Seven reasons to consider automated journalism, and how to get started
As a serial entrepreneur in the digital media industry and an international consultant for automated content projects (“robot journalism”), Wolfgang knows a thing or two about the subject.
He currently works with five of six global robot journalism companies to help find the custom solutions for media outlets. He gave one of the final talks at DIS 2017 with a fascinating presentation about how journalists and media companies can embrace automation without fearing for their jobs.
According to a recent BBC report entitled “The Future of News”, 90 per cent of all news will be computer-generated within a decade – but that doesn’t mean robots will replace journalists, began Wolfgang.
“Great content remains very important,” he said. “Robots can learn how to do difficult things, like integrating quotes into text,” augmenting content and/or freeing up human journalists to focus on more depth.
Automated, data-based content: why?
Wolfgang listed some of the reasons why media companies and journalists should be considering automated, data-based content:
1. There’s not only a potentially limitless number of stories, but they are 100 per cent precise and unique.
2. Stories can be produced 24/7, 365 days per year, and in all languages.
3. If you invest in automated content, you’re then halfway to chatbots and automated video and audio services – in other words, paid services.

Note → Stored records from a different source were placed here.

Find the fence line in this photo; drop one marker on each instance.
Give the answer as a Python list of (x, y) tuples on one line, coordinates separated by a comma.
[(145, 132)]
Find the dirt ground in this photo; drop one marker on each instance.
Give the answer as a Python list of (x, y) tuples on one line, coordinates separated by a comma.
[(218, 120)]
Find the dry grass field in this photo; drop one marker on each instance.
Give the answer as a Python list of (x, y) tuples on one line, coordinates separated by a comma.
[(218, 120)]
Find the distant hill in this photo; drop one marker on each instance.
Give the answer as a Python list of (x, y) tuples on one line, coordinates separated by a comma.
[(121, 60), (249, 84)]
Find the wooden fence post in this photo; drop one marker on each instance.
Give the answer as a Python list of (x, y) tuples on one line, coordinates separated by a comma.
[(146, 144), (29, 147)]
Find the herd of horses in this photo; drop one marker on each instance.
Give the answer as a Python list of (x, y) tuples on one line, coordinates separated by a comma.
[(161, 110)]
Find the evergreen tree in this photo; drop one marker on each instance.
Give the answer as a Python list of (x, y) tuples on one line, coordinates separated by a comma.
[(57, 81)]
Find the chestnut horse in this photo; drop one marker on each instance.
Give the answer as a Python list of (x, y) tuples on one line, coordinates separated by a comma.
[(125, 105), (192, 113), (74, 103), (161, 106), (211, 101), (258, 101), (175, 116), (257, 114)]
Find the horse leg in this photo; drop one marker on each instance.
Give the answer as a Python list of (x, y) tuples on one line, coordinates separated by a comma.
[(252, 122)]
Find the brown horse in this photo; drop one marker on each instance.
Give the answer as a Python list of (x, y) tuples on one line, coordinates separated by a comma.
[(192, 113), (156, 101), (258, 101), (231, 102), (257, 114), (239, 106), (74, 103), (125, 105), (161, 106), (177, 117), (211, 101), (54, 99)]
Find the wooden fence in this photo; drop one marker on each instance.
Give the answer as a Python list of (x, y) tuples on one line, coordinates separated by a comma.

4. Stories can be personalised.
5. Running costs are just 1-5 per cent of human costs.
6. For human journalists, it opens up time for analysis, interviews, and background research.
7. Stories aren’t always for publishing – data analysis and drafts can be interesting and useful in themselves. “The Financial Times in London, for example, saves up to 80 hours per month on data analysis thanks to our automation software,” said Wolfgang.
Other case studies Wolfgang has been a part of include a financial portal (English language) and a French magazine where a chatbot answers Messenger questions such as “where can I get a job?”.
Get stories like these delivered weekly to your inbox. Subscribe to our (free) FIPP World newsletter.
How to get started
Wolfgang ended his presentation with some advice for those interested in combining automation and news. “The first thing I’d say is address any difficulties with IT departments!” he said, since they can take some time to adapt.
“Next, identify an exciting topic,” Wolfgang went on. “Identify the necessary data source, build a data interface, and get data on board: some clients need up to six months for this. Then, build a data model: teach robots (your new ‘colleagues’) how to interpret important facts. Eventually, you can generate text out of interpreted and summarised data.”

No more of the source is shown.